Le téléphone, posé devant ma pile de dossiers au bureau, reste muet. Il m'a baladé l'autre Ken de mes deux. Il a fait genre, tout ça pour avoir mon téléphone. Voir ma sale gueule le soir du réveillon l'a pas refroidi ? Et puis j'pensais avoir accroché à mon front la pancarte "lâche moi je veux plus de mec dans ma vie".

Hélène ma collègue, n'arrête pas de me demander d'arrêter de remuer nerveusement ma jambe, comme une foldinguo sortie de HP.

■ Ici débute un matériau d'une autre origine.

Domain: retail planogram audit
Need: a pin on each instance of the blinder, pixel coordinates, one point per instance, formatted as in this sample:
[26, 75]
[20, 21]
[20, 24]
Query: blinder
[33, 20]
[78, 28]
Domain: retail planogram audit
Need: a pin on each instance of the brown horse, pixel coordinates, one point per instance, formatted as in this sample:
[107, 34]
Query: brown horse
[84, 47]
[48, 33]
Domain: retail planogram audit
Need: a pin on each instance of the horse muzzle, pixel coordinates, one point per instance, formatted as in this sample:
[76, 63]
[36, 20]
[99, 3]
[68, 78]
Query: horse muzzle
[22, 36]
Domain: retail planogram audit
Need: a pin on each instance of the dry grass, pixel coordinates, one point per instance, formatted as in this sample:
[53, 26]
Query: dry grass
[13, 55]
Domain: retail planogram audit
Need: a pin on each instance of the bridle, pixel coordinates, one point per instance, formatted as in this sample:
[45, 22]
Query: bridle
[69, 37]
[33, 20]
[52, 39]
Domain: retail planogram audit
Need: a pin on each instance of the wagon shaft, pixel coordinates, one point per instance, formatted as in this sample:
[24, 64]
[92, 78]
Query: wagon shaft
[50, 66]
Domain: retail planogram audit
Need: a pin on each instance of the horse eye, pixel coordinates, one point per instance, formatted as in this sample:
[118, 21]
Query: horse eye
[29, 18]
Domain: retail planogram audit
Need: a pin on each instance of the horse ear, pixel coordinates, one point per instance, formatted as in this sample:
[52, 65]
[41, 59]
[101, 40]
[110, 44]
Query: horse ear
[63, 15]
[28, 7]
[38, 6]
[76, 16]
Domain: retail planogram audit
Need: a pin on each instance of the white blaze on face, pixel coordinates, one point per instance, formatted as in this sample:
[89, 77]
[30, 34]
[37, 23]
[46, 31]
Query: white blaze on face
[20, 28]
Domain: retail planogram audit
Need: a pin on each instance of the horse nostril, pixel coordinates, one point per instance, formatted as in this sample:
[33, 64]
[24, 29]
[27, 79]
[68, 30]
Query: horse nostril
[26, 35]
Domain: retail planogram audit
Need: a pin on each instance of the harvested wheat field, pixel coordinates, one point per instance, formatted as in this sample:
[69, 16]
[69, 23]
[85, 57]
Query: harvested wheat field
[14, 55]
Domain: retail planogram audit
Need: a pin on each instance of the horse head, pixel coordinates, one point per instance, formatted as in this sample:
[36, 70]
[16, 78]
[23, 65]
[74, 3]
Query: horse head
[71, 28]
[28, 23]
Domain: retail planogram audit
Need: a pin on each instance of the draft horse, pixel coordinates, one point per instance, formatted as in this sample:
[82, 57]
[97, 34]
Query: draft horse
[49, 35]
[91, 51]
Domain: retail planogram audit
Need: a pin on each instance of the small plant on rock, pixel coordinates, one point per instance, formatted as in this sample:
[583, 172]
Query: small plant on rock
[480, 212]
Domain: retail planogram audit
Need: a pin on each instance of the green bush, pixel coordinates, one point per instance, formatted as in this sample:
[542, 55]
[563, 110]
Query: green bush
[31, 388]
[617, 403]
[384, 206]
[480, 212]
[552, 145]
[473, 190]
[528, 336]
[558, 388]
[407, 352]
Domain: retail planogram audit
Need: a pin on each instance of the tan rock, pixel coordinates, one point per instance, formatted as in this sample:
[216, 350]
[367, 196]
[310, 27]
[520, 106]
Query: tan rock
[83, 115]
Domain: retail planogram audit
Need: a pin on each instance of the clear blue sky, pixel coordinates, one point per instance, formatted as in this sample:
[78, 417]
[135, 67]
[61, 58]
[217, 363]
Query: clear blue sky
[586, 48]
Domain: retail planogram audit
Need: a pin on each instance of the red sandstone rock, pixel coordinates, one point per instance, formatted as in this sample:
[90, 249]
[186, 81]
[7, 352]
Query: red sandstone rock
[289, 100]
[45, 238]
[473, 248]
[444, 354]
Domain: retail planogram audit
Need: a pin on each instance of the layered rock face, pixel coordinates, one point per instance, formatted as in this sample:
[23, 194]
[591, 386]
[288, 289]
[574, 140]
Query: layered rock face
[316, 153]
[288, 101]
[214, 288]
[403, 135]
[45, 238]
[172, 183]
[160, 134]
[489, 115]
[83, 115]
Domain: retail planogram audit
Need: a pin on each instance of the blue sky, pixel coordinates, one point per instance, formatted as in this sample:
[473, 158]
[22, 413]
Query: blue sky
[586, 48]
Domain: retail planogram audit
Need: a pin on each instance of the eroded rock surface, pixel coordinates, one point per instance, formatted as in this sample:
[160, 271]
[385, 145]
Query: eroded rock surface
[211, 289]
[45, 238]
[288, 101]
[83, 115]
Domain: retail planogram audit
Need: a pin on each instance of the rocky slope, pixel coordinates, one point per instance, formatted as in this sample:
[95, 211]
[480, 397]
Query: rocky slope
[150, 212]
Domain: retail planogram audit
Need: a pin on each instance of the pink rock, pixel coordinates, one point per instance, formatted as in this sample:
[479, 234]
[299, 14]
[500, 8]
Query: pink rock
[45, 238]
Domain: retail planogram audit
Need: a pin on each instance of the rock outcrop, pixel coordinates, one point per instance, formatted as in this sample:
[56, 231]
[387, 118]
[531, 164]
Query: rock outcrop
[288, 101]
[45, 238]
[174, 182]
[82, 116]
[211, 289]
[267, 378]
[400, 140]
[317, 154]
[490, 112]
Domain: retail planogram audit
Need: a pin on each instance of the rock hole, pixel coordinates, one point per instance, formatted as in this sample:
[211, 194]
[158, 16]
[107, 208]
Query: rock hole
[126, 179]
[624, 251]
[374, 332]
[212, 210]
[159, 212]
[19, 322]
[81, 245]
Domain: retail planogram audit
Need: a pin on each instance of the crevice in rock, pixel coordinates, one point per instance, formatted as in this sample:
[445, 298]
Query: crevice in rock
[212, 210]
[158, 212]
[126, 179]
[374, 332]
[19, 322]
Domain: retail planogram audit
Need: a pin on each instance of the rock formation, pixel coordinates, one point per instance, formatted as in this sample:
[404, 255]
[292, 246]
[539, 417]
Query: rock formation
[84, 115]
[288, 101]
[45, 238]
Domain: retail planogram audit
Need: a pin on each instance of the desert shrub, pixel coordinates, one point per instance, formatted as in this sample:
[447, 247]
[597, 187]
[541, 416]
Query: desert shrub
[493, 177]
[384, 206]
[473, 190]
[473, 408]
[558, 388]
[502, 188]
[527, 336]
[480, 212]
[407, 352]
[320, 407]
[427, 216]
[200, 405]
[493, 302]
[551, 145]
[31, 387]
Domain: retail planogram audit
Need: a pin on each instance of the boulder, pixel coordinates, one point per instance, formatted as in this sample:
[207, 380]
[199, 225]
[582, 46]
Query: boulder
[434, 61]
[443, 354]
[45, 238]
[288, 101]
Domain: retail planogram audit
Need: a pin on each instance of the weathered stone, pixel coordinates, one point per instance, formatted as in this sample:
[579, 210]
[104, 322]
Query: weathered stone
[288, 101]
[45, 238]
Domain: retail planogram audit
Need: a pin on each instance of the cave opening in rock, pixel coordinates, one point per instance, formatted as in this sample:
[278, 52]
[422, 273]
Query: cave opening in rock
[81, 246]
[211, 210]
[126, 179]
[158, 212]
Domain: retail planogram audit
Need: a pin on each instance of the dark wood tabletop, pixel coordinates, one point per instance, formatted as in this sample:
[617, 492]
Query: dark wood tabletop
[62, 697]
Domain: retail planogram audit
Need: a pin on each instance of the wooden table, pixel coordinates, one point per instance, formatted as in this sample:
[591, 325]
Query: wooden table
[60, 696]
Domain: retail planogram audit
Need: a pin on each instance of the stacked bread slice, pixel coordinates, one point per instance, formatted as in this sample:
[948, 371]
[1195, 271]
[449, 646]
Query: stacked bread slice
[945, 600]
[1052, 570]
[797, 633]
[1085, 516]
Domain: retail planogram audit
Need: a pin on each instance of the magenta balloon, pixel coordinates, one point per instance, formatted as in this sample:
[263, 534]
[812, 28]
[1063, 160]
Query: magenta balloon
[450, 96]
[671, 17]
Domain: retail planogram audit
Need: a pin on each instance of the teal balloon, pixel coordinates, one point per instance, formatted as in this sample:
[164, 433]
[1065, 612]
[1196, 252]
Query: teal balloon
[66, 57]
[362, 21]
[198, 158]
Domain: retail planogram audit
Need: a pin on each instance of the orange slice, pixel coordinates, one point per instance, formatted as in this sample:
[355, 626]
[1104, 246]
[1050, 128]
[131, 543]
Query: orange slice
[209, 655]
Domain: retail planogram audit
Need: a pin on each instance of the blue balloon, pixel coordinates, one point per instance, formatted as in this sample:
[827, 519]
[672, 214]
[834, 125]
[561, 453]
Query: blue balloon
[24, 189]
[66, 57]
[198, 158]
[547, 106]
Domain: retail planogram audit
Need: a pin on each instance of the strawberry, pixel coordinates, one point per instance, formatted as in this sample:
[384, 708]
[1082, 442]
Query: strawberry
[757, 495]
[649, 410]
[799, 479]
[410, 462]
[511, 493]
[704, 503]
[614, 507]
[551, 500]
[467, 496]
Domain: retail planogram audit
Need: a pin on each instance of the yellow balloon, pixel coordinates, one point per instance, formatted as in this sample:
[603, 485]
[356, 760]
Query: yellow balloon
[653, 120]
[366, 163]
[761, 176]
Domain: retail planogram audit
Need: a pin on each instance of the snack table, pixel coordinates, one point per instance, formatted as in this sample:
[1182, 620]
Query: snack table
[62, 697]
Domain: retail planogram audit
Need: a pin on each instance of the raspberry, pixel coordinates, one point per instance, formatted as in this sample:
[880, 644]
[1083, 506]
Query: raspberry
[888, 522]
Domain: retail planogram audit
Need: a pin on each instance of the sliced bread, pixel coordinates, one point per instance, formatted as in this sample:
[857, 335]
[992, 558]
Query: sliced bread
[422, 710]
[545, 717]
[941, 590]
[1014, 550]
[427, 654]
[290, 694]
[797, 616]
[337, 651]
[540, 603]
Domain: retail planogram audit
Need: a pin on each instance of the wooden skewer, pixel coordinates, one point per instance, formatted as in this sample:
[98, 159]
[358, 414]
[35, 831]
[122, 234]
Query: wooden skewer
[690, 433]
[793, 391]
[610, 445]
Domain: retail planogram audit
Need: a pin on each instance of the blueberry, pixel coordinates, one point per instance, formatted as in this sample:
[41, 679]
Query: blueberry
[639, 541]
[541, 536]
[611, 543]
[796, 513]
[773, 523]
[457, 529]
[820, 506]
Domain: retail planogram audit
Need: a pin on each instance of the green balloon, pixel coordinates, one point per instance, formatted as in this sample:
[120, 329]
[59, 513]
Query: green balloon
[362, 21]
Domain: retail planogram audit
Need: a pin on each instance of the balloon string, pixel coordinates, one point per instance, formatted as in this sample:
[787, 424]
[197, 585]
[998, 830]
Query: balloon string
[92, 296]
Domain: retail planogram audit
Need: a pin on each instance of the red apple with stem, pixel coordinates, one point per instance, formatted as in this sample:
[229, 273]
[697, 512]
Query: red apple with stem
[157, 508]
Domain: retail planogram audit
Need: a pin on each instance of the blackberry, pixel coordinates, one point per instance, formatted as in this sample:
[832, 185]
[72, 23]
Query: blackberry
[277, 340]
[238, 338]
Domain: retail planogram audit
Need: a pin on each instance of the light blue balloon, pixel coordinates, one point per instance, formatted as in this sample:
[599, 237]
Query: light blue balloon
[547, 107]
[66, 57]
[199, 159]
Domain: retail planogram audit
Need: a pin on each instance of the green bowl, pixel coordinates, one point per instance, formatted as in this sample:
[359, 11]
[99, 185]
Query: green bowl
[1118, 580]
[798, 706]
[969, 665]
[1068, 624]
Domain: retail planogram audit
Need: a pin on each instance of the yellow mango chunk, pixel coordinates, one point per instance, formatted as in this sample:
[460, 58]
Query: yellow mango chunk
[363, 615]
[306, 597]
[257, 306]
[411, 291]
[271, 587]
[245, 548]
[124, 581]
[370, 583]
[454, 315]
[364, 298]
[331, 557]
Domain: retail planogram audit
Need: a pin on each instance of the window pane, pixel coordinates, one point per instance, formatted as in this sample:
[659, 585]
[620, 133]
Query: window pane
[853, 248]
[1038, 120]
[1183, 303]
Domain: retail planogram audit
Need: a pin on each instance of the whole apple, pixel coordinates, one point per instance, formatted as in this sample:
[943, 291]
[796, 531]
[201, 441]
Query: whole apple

- J'attends un coup de fil important.

- Ouais, bah calme toi, il finira par sonner ton téléphone !

Elle est d'un soutien sans faille, elle aussi.

- Je sors me fumer une clope !

- Je croyais que tu avais arrêté ?

C'est vrai. Pendant 2 mois, 3 semaines, 5 jours et quelques heures... mais plus rien ne me retient maintenant. J'ai le droit d'infliger à mon corps une dose de nicotine sans avoir peur de faire du mal.

- Ouais, bon, je suis stressée, ça va me faire du bien. Ça te profitera aussi, donc...

Je descends jusqu'au patio. Il fait froid, je regrette de n'avoir pris qu'avec moi que mon petit blazer. Je prends sur moi le temps de pomper sur ma clope, tout en me maudissant d'avoir aussi oublié mon portable.

Je remonte, et comme une gamine le jour de Noël, je me jette sur mon portable. Un appel manqué et un message, du propriétaire !

J'écoute, et à mesure que les mots défilent dans le combiné, je sens mon sourire s'étirer jusqu'à craquer. On en est pas loin en tout cas. J'ai l'appart !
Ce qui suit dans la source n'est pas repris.